A lot of other computer-architecture literature uses these terms in the opposite sense, but this is the terminology you will find in Intel's optimization manual, and the names of hardware performance counters like uops_issued.any or uops_dispatched_port.port_5.
exactly how long arbitrary arithmetical x86-64 assembly code will take
It depends on the surrounding code as well, because of OoO exec
Your final subps result doesn't have to be ready before the CPU starts running later instructions. Latency only matters for later instructions that need that value as an input, not for integer looping and whatnot.
Sometimes throughput is what matters, and out-of-order exec can hide the latency of multiple independent short dependency chains. (e.g. if you're doing the same thing to every element of a big array of multiple vectors, multiple cross products can be in flight at once.) You'll end up with multiple iterations in flight at once, even though in program order you finish all of one iteration before doing any of the next. (Software pipelining can help for high-latency loop bodies if OoO exec has a hard time doing all the reordering in HW.)

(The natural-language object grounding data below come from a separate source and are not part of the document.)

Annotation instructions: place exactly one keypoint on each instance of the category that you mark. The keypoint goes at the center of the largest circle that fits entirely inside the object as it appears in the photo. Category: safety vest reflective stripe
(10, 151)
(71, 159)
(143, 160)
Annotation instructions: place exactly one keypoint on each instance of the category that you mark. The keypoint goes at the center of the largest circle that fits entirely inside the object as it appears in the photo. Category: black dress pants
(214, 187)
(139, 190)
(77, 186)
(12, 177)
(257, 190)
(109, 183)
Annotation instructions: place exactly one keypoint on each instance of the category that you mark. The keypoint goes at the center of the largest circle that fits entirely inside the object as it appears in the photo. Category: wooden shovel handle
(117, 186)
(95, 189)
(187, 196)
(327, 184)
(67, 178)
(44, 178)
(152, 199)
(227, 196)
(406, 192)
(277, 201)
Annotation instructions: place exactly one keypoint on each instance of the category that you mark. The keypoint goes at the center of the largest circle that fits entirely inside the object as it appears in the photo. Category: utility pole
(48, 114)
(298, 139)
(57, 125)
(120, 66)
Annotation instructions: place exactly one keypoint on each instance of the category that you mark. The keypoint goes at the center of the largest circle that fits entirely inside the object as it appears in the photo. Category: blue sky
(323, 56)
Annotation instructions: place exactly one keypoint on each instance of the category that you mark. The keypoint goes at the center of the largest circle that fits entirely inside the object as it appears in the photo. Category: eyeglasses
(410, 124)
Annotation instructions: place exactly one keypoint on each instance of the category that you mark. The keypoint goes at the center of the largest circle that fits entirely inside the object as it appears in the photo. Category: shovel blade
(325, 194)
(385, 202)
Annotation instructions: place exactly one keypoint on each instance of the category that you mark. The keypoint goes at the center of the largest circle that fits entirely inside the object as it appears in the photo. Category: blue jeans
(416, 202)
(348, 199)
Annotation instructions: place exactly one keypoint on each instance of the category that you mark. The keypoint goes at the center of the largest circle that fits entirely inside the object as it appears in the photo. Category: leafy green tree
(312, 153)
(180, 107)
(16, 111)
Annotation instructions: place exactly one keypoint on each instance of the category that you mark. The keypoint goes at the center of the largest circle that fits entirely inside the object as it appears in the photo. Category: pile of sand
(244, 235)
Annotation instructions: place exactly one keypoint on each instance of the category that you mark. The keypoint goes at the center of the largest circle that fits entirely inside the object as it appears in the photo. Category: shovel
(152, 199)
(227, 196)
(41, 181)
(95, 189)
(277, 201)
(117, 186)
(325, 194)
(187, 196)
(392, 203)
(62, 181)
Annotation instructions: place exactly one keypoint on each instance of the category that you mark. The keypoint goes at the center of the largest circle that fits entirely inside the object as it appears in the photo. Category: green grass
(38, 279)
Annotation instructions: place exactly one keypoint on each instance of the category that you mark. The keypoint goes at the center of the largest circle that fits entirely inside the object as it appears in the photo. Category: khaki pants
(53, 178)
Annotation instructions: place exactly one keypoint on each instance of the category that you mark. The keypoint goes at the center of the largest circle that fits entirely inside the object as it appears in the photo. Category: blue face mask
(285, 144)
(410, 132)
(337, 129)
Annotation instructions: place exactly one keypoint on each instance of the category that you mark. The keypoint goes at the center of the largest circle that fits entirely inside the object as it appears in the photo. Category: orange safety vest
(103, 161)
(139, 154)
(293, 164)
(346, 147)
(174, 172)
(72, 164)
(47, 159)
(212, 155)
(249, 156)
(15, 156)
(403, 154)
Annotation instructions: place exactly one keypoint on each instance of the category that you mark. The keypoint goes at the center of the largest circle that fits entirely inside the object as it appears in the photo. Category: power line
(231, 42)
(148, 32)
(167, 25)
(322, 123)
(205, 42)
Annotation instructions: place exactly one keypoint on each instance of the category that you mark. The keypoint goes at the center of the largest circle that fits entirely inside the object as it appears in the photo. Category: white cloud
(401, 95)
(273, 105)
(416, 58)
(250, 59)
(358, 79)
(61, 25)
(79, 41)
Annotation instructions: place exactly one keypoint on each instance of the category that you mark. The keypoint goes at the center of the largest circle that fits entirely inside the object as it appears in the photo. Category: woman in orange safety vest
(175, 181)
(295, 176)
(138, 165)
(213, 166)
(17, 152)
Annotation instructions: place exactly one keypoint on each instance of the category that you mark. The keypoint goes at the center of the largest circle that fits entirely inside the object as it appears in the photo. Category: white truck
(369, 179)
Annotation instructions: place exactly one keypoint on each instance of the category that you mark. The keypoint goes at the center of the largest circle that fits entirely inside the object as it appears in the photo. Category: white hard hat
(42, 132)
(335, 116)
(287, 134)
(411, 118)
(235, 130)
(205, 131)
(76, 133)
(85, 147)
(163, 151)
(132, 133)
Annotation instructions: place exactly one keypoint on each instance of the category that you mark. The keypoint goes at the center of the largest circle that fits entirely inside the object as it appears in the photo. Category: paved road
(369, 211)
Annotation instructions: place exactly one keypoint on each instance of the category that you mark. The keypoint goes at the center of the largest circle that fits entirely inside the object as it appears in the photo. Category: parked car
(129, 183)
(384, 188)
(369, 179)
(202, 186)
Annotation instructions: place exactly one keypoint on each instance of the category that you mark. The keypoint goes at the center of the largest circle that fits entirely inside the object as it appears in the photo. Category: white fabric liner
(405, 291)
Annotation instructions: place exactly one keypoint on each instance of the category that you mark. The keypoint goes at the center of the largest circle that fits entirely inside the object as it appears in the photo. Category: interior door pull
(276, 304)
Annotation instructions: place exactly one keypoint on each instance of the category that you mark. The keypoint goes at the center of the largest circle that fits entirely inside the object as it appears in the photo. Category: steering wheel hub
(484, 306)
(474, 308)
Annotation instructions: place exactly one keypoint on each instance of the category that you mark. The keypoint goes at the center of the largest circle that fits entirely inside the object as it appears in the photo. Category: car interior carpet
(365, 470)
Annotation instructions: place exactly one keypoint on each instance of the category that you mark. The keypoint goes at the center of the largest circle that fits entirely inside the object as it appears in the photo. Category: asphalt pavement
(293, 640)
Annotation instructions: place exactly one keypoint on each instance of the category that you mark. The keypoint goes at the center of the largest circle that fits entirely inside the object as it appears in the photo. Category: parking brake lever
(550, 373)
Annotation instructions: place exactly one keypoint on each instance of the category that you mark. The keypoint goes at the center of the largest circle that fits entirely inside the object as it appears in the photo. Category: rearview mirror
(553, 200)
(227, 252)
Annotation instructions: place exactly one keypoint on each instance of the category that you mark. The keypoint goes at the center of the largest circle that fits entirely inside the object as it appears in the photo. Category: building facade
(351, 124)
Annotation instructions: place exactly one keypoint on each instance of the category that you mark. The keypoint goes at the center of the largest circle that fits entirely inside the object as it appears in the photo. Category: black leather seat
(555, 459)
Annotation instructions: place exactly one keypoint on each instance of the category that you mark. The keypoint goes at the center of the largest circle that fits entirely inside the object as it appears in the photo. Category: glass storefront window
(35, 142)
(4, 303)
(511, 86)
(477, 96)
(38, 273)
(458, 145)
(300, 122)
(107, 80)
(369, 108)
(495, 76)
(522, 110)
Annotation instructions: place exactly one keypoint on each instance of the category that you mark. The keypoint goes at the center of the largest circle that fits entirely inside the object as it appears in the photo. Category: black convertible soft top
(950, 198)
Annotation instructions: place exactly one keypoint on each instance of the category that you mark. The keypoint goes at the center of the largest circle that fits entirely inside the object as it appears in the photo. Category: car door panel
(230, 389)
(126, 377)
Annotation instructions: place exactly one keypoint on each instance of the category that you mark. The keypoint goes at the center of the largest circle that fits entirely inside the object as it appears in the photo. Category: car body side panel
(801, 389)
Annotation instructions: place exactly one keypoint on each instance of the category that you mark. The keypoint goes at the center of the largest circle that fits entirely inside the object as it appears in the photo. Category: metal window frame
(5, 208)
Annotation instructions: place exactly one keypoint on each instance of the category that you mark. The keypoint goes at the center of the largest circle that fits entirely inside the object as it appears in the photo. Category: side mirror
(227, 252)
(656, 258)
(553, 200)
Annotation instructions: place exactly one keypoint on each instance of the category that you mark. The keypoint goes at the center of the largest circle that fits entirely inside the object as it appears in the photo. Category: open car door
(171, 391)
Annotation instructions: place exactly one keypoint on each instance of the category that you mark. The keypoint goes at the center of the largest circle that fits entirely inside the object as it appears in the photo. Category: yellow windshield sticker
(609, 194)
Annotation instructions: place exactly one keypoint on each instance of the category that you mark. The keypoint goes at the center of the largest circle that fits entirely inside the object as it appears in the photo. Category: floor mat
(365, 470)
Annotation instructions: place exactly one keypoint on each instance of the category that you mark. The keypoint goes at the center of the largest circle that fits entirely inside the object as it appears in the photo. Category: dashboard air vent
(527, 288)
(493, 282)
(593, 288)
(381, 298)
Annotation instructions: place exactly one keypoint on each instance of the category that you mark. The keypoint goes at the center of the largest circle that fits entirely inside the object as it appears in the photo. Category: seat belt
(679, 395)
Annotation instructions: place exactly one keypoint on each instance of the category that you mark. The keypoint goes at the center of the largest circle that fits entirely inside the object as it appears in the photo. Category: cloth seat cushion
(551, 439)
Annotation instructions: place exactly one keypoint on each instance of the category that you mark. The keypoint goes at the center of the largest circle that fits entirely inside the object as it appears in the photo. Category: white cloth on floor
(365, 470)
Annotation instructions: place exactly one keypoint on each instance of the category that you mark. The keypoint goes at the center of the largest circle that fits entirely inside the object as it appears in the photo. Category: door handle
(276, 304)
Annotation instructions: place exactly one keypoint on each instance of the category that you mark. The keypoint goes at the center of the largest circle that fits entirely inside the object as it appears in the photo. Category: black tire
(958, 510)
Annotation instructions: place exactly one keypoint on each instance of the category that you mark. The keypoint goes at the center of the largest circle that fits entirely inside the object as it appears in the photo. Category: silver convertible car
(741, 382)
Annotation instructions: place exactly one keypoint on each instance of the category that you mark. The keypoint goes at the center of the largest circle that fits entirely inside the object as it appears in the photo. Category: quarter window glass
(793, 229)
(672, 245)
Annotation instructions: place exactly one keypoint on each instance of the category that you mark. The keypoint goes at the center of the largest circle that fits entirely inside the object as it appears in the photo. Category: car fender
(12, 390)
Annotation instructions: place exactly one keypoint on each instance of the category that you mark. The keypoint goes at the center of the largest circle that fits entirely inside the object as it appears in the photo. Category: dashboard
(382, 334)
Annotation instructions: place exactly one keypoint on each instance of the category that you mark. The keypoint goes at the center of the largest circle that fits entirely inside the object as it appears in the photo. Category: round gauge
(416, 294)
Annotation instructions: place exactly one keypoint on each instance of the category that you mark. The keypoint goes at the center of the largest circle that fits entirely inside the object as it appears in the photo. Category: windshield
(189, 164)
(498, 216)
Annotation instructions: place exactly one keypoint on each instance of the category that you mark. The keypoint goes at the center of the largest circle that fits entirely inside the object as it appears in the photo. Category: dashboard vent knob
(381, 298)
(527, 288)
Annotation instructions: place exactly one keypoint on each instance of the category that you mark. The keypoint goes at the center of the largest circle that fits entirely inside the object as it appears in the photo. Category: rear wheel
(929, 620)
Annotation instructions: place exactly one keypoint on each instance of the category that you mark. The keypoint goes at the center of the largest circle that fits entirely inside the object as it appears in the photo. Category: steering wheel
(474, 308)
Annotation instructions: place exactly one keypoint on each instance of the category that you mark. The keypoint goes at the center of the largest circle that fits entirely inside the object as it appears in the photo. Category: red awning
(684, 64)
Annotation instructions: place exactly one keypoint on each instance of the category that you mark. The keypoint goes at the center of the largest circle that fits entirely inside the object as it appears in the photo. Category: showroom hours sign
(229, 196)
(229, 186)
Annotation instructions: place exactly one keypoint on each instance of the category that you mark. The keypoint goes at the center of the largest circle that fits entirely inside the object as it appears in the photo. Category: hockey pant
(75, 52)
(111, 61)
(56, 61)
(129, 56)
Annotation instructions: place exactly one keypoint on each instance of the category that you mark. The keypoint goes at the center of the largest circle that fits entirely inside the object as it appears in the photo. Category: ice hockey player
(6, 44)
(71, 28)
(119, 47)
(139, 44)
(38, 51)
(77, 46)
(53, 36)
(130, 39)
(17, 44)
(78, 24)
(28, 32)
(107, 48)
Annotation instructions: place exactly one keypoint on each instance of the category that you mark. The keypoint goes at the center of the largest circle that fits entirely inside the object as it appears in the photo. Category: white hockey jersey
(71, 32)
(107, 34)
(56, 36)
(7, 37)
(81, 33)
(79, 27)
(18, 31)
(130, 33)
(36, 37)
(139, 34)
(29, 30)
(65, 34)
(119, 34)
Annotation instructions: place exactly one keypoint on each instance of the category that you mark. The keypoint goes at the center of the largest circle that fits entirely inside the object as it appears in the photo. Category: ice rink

There are three major dimensions to analyze for a short block
You can approximately characterize a short block of non-branching code in terms of these three factors. Usually only one of them is the bottleneck for a given use-case. Often you're looking at a block that you will use as part of a loop, not as the whole loop body, but OoO exec normally works well enough that you can just add up these numbers for a couple different blocks, if they're not so long that OoO window size prevents finding all the ILP.
latency from each input to the output(s). Look at which instructions are on the dependency chain from each input to each output. e.g. one choice might need one input to be ready sooner.
total uop count (for front-end throughput bottlenecks), fused-domain on Intel CPUs. e.g. Core2 and later can in theory issue/rename 4 fused-domain uops per clock into the out-of-order scheduler/ROB. Sandybridge-family can often achieve that in practice with the uop cache and loop buffer, especially Skylake with its improved decoders and uop-cache throughput.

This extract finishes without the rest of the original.